The funny thing is a lot of the criticism of Dropbox ended up being true. Dropbox wasn’t a massive money generator, and every tech company replicated it as a value add to their existing ecosystem rather than being much of a product itself.
If you take that page and apply one simple filter, that is which of these are actually profitable standalone businesses as of 2026, the list collapses fast. And only a small minority, Stripe, Airbnb, Dropbox, maybe Uber after 13 years...are slightly profitable. Many others were acquired early, remain VC subsidized, or are open source projects.
This list does not show HN is bad at predicting outcomes, it shows how strong survivorship bias can be, when only remembering the rare successes.
Remember the founders of Google, tried to sell their business for one 1 million dollars, even discounting at a point to 750k... and still had no takers...
Yeah, impossible to read this site. Let me place the content where i want. If your screen is big enough you can literally not scroll on this site because it just jumps to the next chapter.

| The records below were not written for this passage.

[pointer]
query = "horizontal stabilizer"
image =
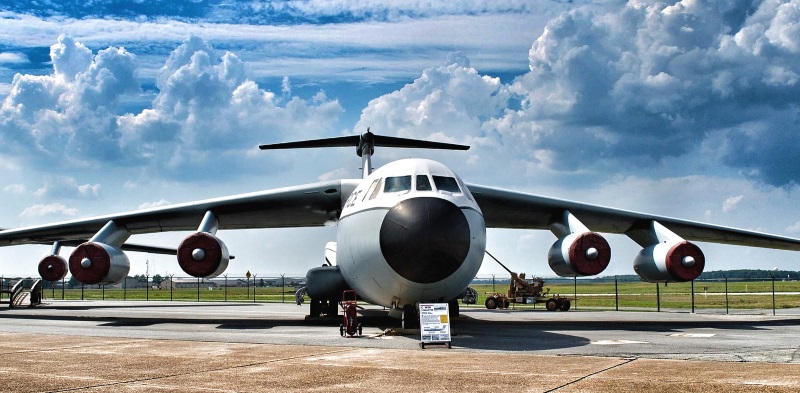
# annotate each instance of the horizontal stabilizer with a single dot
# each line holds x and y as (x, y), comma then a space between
(365, 143)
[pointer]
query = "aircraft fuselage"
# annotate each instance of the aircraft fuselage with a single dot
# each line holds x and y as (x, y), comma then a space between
(410, 232)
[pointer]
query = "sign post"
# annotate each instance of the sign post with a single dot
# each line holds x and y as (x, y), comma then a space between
(434, 323)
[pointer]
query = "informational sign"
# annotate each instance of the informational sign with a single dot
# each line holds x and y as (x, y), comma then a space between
(434, 323)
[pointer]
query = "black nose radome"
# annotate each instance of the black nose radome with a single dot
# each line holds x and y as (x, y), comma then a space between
(425, 240)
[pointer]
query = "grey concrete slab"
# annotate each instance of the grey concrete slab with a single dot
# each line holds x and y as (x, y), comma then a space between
(244, 347)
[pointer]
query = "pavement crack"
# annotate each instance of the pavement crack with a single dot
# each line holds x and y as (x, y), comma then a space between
(625, 361)
(145, 380)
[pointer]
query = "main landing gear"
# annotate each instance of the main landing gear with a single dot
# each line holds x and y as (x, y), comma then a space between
(323, 308)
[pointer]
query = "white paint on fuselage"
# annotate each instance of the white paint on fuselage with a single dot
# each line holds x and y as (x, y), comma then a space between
(359, 253)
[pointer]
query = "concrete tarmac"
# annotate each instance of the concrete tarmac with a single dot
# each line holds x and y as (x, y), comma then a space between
(99, 346)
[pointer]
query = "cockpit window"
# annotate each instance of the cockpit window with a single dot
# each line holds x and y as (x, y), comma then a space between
(423, 184)
(444, 183)
(397, 184)
(373, 189)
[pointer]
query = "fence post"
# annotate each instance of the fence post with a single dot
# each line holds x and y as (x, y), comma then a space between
(773, 292)
(575, 284)
(726, 293)
(658, 298)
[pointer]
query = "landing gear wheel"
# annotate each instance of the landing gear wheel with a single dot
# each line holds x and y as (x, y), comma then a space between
(410, 318)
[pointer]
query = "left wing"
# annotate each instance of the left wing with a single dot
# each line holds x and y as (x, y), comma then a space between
(299, 206)
(510, 209)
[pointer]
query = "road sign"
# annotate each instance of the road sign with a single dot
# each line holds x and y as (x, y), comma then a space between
(434, 323)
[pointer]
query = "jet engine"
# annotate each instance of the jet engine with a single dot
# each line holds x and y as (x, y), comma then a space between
(202, 254)
(675, 261)
(325, 282)
(579, 254)
(98, 263)
(53, 268)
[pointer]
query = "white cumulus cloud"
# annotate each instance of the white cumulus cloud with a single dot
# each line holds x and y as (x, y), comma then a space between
(48, 210)
(731, 203)
(206, 111)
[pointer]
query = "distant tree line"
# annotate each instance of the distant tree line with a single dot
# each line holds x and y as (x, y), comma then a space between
(740, 274)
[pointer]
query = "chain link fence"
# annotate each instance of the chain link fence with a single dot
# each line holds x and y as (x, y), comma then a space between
(733, 296)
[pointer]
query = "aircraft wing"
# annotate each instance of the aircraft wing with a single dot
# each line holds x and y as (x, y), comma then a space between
(298, 206)
(510, 209)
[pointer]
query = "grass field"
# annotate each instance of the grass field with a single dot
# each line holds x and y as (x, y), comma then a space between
(710, 295)
(590, 294)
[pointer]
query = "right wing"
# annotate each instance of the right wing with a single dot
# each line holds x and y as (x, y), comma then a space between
(511, 209)
(298, 206)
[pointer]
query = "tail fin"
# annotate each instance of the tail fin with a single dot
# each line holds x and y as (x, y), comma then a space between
(365, 143)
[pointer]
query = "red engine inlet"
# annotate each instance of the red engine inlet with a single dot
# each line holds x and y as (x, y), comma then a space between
(202, 254)
(97, 263)
(581, 254)
(53, 268)
(685, 261)
(670, 262)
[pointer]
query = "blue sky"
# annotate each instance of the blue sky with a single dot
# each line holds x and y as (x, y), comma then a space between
(688, 109)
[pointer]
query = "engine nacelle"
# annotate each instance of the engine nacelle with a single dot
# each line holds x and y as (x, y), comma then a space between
(579, 254)
(325, 282)
(677, 261)
(202, 254)
(98, 263)
(53, 268)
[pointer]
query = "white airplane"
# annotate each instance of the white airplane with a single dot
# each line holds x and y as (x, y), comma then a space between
(410, 232)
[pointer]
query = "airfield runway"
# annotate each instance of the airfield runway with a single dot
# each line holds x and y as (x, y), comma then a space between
(99, 346)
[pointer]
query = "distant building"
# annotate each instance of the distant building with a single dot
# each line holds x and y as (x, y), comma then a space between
(177, 283)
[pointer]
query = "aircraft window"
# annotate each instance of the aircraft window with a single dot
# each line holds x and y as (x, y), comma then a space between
(397, 184)
(372, 192)
(448, 184)
(423, 184)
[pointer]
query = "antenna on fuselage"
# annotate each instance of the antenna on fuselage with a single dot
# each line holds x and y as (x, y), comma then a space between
(365, 145)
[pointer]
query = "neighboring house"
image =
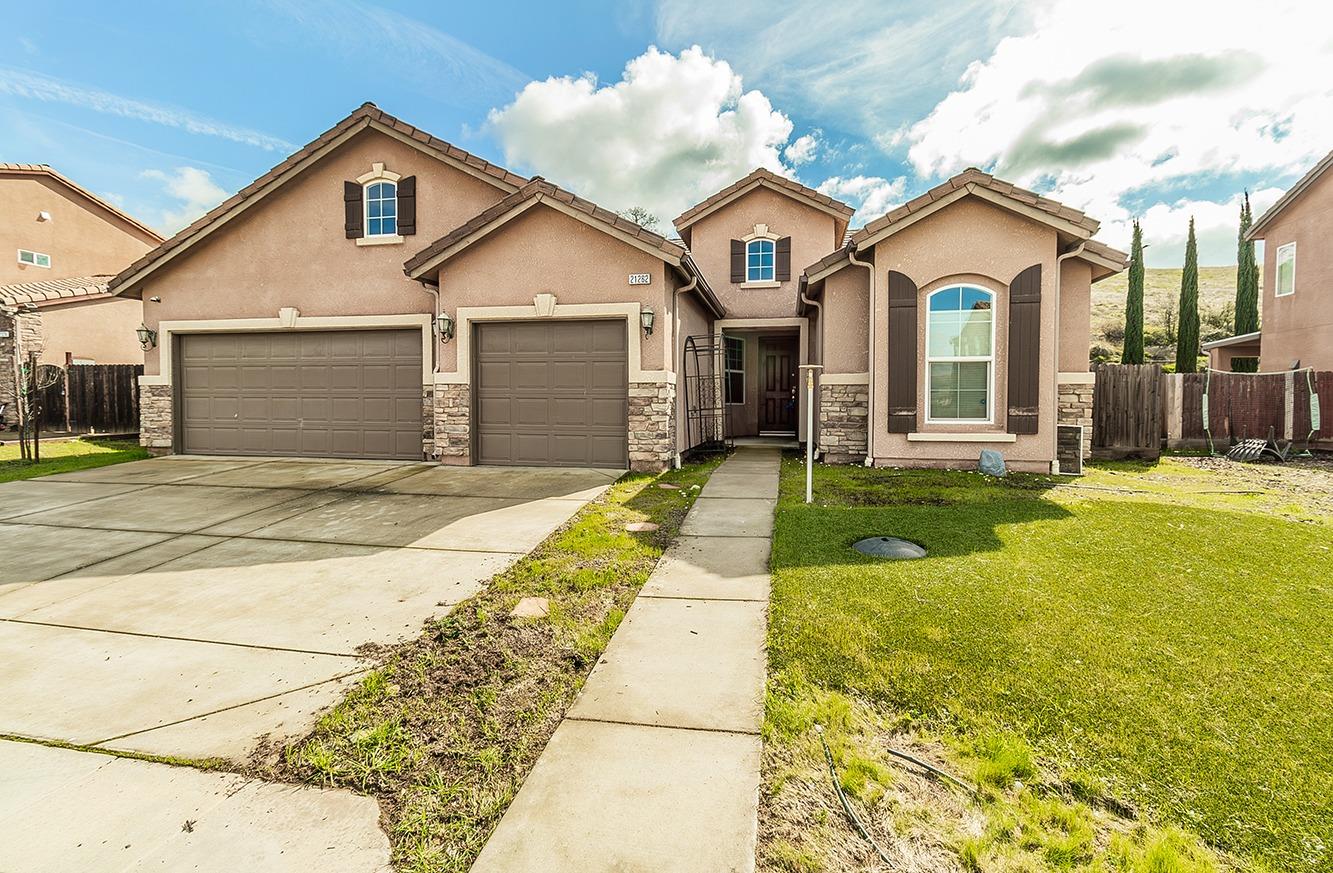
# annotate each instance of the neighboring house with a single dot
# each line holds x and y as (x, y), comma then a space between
(67, 243)
(384, 293)
(1296, 327)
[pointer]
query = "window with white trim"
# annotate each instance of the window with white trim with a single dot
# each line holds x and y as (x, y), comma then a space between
(759, 260)
(381, 208)
(735, 369)
(960, 355)
(1284, 276)
(33, 259)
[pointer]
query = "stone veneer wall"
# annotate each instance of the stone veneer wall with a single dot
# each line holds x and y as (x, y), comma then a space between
(156, 429)
(1075, 407)
(652, 424)
(844, 411)
(451, 433)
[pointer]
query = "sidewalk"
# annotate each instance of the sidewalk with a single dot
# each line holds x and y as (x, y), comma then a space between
(656, 765)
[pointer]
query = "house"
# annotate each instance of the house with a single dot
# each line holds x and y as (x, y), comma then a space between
(384, 293)
(1297, 311)
(53, 300)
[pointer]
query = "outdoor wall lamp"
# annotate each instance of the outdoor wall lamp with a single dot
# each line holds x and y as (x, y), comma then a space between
(444, 323)
(147, 336)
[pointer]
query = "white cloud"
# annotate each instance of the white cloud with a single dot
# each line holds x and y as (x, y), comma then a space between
(803, 149)
(871, 195)
(1168, 96)
(192, 188)
(671, 132)
(35, 87)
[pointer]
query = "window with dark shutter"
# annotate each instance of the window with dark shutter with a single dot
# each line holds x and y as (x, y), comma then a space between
(353, 220)
(903, 353)
(407, 205)
(1024, 349)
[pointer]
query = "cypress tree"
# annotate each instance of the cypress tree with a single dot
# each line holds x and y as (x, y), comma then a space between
(1247, 287)
(1133, 351)
(1187, 336)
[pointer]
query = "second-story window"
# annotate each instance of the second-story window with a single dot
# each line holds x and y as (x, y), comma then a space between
(381, 208)
(759, 260)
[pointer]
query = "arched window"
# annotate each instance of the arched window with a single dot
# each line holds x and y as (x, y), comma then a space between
(960, 355)
(759, 260)
(381, 208)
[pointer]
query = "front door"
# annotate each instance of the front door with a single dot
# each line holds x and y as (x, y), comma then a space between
(777, 384)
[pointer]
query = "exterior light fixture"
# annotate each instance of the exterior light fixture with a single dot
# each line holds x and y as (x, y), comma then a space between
(147, 336)
(444, 323)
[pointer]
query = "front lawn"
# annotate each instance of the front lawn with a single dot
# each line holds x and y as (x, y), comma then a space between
(65, 456)
(1085, 649)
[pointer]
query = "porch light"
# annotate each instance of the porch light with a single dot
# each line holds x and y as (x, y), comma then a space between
(444, 323)
(147, 336)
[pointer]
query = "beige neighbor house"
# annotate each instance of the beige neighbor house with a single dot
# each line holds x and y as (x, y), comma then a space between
(1297, 309)
(67, 244)
(384, 293)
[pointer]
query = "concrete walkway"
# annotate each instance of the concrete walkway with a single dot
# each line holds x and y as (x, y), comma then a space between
(656, 767)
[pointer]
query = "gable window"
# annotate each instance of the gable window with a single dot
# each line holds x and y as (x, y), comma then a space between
(960, 355)
(759, 261)
(1284, 280)
(35, 259)
(735, 369)
(381, 208)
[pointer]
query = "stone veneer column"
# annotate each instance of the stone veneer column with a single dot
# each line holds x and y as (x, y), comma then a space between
(1075, 407)
(844, 411)
(451, 437)
(652, 425)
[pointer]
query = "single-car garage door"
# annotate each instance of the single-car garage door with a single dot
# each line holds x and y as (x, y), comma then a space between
(552, 393)
(335, 393)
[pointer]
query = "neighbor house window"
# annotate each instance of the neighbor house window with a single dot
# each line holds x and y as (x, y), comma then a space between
(960, 353)
(1285, 281)
(735, 369)
(35, 259)
(381, 208)
(759, 261)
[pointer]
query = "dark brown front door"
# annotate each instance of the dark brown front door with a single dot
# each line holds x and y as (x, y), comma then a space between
(777, 384)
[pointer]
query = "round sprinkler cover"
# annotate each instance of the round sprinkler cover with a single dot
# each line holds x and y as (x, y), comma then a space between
(889, 548)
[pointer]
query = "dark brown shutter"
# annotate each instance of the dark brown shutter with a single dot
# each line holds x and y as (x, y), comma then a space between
(903, 356)
(407, 205)
(1024, 349)
(353, 215)
(783, 260)
(737, 261)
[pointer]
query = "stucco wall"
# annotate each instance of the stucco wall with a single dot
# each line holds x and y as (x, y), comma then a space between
(291, 248)
(1300, 325)
(976, 243)
(711, 240)
(81, 237)
(101, 331)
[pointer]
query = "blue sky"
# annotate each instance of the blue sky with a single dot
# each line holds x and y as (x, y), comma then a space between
(1159, 112)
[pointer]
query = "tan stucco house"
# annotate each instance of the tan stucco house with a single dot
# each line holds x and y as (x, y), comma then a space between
(384, 293)
(65, 244)
(1297, 288)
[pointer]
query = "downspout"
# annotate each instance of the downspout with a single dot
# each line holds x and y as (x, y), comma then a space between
(1055, 428)
(869, 360)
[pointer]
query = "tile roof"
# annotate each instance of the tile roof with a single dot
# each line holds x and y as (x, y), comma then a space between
(53, 289)
(363, 115)
(45, 169)
(765, 177)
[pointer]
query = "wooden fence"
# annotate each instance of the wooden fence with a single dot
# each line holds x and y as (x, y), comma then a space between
(99, 397)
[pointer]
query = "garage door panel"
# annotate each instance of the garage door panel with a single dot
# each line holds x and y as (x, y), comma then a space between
(303, 393)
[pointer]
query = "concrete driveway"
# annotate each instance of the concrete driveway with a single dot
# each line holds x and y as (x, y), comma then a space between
(191, 605)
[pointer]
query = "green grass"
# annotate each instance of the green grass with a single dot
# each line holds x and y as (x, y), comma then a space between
(1155, 655)
(67, 456)
(447, 727)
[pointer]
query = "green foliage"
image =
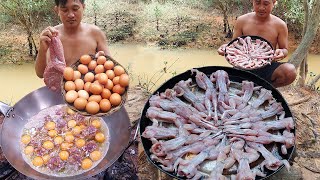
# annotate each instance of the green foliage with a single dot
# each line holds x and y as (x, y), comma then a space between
(5, 50)
(121, 25)
(149, 83)
(28, 12)
(292, 12)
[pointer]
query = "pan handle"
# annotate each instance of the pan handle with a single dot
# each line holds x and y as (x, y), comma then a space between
(5, 110)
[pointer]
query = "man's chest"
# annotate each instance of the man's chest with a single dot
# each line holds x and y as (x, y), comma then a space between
(267, 32)
(76, 47)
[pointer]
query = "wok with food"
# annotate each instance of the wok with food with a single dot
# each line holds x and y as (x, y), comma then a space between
(217, 123)
(60, 142)
(47, 148)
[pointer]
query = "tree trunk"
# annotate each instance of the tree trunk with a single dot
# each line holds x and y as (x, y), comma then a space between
(304, 64)
(311, 30)
(314, 81)
(303, 72)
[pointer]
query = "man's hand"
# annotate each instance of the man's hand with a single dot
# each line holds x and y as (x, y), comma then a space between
(45, 37)
(99, 53)
(280, 54)
(221, 49)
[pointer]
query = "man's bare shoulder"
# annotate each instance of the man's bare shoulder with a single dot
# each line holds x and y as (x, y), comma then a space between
(91, 27)
(245, 17)
(279, 22)
(58, 27)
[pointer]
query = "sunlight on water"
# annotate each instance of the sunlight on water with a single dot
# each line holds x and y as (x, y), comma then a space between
(142, 62)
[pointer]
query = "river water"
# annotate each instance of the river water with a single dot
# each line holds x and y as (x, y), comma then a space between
(144, 63)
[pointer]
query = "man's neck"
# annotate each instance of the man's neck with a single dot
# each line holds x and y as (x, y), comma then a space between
(262, 19)
(73, 30)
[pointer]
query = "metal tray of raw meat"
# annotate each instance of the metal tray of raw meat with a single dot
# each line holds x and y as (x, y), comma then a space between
(254, 58)
(236, 76)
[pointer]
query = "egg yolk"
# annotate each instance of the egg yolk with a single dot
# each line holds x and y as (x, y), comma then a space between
(25, 139)
(80, 143)
(108, 65)
(69, 138)
(70, 111)
(76, 130)
(58, 140)
(28, 150)
(52, 133)
(96, 123)
(45, 158)
(37, 161)
(64, 155)
(85, 59)
(50, 125)
(72, 123)
(95, 155)
(99, 137)
(101, 60)
(64, 146)
(48, 145)
(86, 164)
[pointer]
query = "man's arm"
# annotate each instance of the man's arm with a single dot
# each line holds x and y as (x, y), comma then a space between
(101, 41)
(45, 40)
(41, 62)
(282, 50)
(237, 31)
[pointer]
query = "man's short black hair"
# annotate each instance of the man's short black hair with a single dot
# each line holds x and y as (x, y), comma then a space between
(64, 2)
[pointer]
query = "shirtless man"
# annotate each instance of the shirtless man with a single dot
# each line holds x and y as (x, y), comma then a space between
(262, 23)
(77, 38)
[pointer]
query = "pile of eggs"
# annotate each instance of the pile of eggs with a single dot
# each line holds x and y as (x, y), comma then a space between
(96, 85)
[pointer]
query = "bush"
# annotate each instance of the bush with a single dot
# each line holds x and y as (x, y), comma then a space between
(120, 25)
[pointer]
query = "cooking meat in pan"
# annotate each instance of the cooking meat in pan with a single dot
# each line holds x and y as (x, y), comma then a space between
(247, 53)
(214, 128)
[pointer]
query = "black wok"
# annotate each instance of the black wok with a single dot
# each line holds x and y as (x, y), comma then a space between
(16, 117)
(234, 75)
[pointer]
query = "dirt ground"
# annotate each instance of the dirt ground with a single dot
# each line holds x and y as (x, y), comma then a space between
(305, 107)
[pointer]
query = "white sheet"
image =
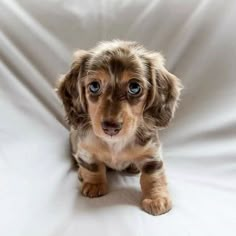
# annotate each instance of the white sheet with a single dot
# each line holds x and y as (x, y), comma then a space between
(39, 190)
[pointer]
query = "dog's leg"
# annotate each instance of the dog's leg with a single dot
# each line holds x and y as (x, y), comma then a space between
(156, 198)
(94, 180)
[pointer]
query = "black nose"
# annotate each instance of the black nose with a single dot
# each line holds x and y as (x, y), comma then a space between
(111, 128)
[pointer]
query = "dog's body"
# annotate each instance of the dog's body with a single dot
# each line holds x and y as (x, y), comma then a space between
(116, 97)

This looks like an underhanded comment about Openclaw. Tbf. I might be exactly that kinda person the site is referring to, but I have a really hard time seeing this thing as any more than one of those blips on the radar that gets forgotten about quickly again, e.g. more clubhouse (remember that?) and less dropbox.
The entire site (including page margins) being a link to HN is an annoyance
edit: also, the autoscroll thing
The Tailwind CSS complaints aren't wrong even today; any time I want to apply a Stylus CSS to fix someone's janky site---particularly, weekly offers from area grocery stores, where I fix it once or twice and enjoy a much better UI for a year or two---and then all I see is class="rounded-lg shadow-primary-400 my-4 md:px-4 bg-white py-20 pt-8 dark:border-gray-600" for every single element... it gets me seriously aggravated! It's a hassle to modify and a hassle to parse. I imagine it's only convenient to write/maintain because you use a separate tool and compile it into the garbage it becomes.
> Dropbox: I think competitors can duplicate Dropbox’s nice front end
That’s exactly what happened.
> Bitcoin: “Well this is an exceptionally cute idea, but there is absolutely no way that anyone is going to have any faith in this currency.”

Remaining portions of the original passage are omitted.